Zwar ist diese textile Arbeit, in Wien nicht zu sehen, dennoch verrät sie ein zentrales Motiv in Apfelbaums hybriden, zwischen Objekt und Malerei oszillierendem und mit Handwerk und Design flirtendem Werk. Denn in den Spuren, in denen man auch auf ihren Teppichen wandeln kann – zuletzt auf der Art Unlimited in Basel, öffnet sie nicht nur einen poetischen und assoziativen Raum, der über Tradition, Zeit und Kreisläufe nachdenken lässt. Erst recht, wenn man der Einladung nachkommt, die Schuhe abzustreifen, und bloßfüßig oder in Strümpfen ihre schurwollenen Kontemplationszonen erfühlt. "Everybody is a part of everything anyway", heißt es im verträumten Happiness Runs des Hippie-Folkies Donovan, das der Schau auch den Titel lieh.

You'll stumble in my footsteps: Detail aus Polly Apfelbaums Arbeit "Deep Purple, Red Shoes II", das 2018 bei Art Unlimited auf der Art Basel zu sehen war.
Foto: Sandro Zanzinger / Belvedere, Wien

Füße sind für Polly Apfelbaum aber nicht zuletzt Werkzeuge der sinnlichen Erfahrung: "Mit den Füßen sehen" sagt sie, der die Idee gefällt, Werke nicht zu betrachten, sondern zu bewohnen. Das ist ihre Vorstellung von "Installation". Und so lässt sie das häusliche Textil, das sie lieber "rug" statt "carpet", also eher nach dem meist im Gegensatz zur nobleren Tapisserie Nebenrollen spielenden Läufer, nennt, in den Dimensionen immersiv werden. Groß genug, dass ganze Gruppen Platz darauf finden, denn sie liebäugelt mit der Idee, eine säkulare Version christlich-spiritueller Versammlungsräume zu kreieren. Apfelbaums Werke würden multifunktional.

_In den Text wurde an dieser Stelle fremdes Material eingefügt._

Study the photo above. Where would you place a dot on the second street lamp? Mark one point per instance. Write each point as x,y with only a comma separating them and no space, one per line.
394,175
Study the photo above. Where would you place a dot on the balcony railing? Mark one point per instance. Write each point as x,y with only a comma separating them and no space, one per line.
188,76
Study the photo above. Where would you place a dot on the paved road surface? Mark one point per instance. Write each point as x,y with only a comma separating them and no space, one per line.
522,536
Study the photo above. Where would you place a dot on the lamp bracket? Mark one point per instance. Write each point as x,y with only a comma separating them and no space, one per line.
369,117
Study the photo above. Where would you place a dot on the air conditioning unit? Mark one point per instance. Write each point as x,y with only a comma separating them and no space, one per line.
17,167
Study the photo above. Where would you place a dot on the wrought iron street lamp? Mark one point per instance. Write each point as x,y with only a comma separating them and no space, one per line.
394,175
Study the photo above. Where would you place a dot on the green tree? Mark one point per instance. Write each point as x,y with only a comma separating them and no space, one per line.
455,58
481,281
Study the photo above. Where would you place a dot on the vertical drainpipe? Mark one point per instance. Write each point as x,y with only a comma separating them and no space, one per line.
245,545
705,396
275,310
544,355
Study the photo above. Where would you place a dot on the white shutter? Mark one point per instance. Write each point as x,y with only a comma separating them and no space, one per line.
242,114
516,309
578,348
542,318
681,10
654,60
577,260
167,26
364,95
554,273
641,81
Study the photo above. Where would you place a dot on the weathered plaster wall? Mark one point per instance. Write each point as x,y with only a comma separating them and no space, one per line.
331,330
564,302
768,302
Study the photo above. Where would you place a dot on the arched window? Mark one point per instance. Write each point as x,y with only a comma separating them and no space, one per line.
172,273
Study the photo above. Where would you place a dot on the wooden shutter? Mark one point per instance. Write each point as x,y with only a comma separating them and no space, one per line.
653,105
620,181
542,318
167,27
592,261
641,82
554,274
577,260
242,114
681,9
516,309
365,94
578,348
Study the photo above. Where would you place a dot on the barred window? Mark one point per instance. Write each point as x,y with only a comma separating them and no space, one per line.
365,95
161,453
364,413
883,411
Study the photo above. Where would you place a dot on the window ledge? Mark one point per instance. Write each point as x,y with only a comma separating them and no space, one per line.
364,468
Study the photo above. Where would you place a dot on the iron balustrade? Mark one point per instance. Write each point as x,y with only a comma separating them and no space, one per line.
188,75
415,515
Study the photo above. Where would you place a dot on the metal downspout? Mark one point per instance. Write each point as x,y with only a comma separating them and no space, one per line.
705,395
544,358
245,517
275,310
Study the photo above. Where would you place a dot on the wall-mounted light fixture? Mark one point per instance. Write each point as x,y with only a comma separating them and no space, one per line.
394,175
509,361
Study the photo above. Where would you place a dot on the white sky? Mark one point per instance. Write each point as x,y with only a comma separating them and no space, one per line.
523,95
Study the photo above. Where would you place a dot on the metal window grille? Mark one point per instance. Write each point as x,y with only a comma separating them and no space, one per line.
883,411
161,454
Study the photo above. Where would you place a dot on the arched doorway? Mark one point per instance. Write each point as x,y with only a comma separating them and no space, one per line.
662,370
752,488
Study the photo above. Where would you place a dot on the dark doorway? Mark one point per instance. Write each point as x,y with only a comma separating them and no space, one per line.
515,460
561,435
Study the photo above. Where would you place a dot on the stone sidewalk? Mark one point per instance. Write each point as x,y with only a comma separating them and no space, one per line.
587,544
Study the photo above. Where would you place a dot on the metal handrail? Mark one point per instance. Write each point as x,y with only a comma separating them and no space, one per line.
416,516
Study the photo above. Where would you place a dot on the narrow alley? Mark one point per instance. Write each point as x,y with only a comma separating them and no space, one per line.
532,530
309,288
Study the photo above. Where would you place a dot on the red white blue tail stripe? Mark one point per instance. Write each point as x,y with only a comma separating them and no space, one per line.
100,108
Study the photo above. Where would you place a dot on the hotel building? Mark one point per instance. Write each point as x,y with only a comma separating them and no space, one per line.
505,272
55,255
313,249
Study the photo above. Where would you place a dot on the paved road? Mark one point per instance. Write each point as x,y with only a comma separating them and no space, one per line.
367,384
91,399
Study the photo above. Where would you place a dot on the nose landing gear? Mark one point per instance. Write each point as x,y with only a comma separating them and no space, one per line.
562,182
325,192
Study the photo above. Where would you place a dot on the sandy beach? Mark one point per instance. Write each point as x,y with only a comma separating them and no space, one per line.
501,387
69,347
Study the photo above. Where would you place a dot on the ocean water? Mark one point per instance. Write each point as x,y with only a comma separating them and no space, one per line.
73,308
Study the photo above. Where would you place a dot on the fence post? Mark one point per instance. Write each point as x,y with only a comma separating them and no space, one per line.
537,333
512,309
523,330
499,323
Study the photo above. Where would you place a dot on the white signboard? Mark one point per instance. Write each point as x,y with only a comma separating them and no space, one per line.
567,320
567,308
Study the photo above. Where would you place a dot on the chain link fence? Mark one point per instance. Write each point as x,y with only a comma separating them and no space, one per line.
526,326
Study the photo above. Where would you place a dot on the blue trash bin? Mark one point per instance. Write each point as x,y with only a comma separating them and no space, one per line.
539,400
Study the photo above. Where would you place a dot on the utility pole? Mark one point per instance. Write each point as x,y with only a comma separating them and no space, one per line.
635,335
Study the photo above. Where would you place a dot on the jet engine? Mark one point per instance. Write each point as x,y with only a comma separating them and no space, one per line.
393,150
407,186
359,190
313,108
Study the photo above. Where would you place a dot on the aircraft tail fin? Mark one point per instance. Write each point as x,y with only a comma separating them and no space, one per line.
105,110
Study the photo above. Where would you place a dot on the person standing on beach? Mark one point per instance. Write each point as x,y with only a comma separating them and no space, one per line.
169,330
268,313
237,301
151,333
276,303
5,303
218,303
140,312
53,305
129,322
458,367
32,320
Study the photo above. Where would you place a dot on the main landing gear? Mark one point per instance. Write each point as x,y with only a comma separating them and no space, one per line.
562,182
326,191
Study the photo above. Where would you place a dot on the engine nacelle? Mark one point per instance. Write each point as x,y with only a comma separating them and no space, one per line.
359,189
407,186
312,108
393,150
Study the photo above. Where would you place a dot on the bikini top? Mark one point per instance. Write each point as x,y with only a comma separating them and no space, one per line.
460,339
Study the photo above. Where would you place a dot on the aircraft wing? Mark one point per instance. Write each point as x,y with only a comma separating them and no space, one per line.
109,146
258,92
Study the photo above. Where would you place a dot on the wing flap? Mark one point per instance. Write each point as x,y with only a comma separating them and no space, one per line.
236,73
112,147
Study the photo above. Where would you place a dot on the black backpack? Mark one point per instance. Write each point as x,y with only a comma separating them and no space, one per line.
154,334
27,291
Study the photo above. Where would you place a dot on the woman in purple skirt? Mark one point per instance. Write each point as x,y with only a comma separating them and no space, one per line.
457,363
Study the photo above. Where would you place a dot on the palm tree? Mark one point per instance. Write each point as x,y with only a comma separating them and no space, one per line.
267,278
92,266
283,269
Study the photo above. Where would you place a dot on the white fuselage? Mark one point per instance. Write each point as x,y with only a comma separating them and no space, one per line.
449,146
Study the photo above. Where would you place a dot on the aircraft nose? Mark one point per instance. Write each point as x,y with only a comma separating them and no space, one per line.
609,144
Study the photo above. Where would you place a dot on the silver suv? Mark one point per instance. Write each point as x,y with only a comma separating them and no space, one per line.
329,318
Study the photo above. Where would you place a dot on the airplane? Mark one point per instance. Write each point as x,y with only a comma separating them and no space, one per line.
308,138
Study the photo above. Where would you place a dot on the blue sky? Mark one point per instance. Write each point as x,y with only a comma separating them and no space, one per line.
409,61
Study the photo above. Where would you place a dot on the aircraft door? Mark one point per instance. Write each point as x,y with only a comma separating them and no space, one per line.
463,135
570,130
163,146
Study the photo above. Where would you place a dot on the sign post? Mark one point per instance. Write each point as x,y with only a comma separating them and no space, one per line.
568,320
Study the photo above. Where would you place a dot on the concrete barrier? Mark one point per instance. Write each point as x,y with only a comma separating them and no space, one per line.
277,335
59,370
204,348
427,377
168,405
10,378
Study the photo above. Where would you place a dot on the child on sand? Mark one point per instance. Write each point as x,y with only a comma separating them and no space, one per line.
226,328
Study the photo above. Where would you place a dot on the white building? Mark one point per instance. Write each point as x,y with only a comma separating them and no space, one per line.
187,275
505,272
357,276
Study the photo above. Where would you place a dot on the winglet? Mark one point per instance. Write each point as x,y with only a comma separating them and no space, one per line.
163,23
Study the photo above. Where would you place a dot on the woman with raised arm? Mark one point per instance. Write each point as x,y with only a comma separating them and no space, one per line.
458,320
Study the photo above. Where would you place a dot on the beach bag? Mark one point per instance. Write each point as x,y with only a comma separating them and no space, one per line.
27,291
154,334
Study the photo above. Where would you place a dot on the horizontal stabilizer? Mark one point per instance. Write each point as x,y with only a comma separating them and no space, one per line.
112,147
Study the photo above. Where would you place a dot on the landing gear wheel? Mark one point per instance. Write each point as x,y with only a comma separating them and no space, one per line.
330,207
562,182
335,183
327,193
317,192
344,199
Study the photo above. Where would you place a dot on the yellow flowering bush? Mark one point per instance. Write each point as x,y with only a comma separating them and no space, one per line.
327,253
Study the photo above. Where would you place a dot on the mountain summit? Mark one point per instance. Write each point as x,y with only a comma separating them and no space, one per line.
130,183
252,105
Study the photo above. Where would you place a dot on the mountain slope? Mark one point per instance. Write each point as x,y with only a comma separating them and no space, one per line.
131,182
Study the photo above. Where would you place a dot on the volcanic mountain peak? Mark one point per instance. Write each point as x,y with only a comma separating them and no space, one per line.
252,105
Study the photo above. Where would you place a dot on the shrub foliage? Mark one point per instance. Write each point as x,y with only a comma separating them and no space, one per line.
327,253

Ausstellungsansicht "Polly Apfelbaum. Happiness Runs" im nun wieder offenen, wandlosen ersten Obergeschoß des ehemals 20er-Haus genannten Belvedere 21. Karl Schwanzers Architektur lässt der von Direktorin Stella Rollig initiierte Rückbau wieder voll zur Geltung kommen. Vorne ist Apfelbaums Installation "Face (Geometry) (Naked) Eyes" von 2016 zu sehen, die das Resultat von der Beschäftigung der Künstlerin mit Spiritualität und der Universalität von Religionen und Kulturen ist. Hier integrierte Apfelbaum auch einige keramische Elemente (Perlen an Schnüren), ein Material, das sie neben Textilem oft verwendet.
Foto: Sandro Zanzinger / Belvedere, Wien

Freilich: Bei Skulptur, die zum Feld wird, das betreten werden darf, denkt man zuallererst an Carl Andre. Aber die Stahl- und Kupferplatten, die "Straßen", die der Minimalist auslegte, darf man schon lange nicht mehr beschreiten. Polly Apfelbaums Malerei hingegen füllte erst die Senkrechte, bevor sie später "herabfiel".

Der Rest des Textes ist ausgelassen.